Die deutsche Luftfahrtbranche hat mehr schnelle ICE-Verbindungen zwischen den Metropolen zu einer Bedingung für eine Reduzierung der derzeit viel kritisierten Inlandsflüge gemacht – wenn auch möglicherweise in der Hoffnung, dass sich die Forderung nicht so leicht erfüllen lässt.

Ein gutes Beispiel dafür, wie der Wunsch nach neuen Schnellverbindungen mit vorhandenen Regional-Taktsystemen in Konflikt geraten kann, aber auch dafür, wie sich solche Konflikte lösen lassen, ist der von der Deutschen Bahn (DB) geplante ICE-Sprinter von Berlin nach Köln. Derzeit fährt von Berlin stündlich ein ICE ins Rhein-Ruhr-Gebiet, der aus zwei Teilen besteht. In Hamm wird der Zug geteilt; der eine Teil fährt durchs Ruhrgebiet nach Düsseldorf, der andere über Wuppertal nach Köln.

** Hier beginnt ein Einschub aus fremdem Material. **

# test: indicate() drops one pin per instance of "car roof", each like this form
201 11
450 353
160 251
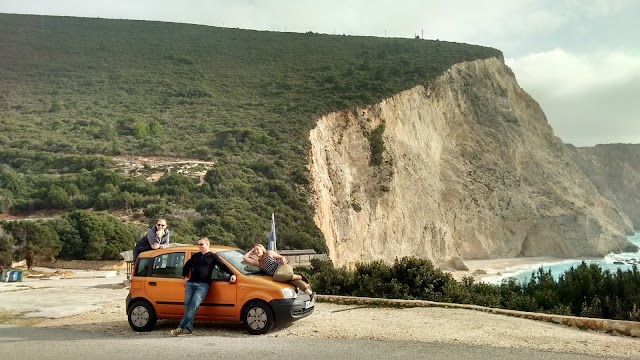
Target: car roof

Um der wachsenden Nachfrage insbesondere auf der Strecke von Berlin ins Ruhrgebiet gerecht zu werden, plante die DB, künftig alle zwei Stunden auf die Zugteilung in Hamm zu verzichten und den kompletten Zug durchs Ruhrgebiet zu fahren. Von Berlin nach Köln sollte zusätzlich alle zwei Stunden ein Sprinter-ICE mit Halt nur in Hannover fahren.

Probleme durch Sprinter-ICE Dadurch hätten Wuppertal und Hagen rund die Hälfte ihrer Direktzüge nach Berlin verloren. Wegen dieser Angebotsverschlechterungen und Konflikten des geplanten Sprinter-ICE mit Taktzügen des Regionalverkehrs gab es in Nordrhein-Westfalen erheblichen Widerstand gegen die Pläne der DB. Schließlich einigten sich die DB und die Nahverkehrs-Aufgabenträger auf einen Kompromiss, der weithin als gute Lösung anerkannt wird. Der geplante Sprinter-ICE hält nun künftig außer in Hannover auch in Bielefeld, Hagen und Wuppertal. Die Fahrzeit von Berlin nach Köln ist damit zwar etwas länger als ursprünglich von der DB geplant, aber immer noch rund zehn Minuten kürzer als bisher. Konflikte mit dem Regionalverkehr können weitgehend vermieden werden und es gibt bei der Fernverkehrsbedienung keine Verlierer. Hagen und Wuppertal behalten ihre Züge nach Berlin, Bielefeld bekommt sogar alle zwei Stunden einen zusätzlichen. Das neue Konzept soll Ende 2023 eingeführt werden. Eine Voraussetzung dafür ist die Lieferung weiterer ICE 4.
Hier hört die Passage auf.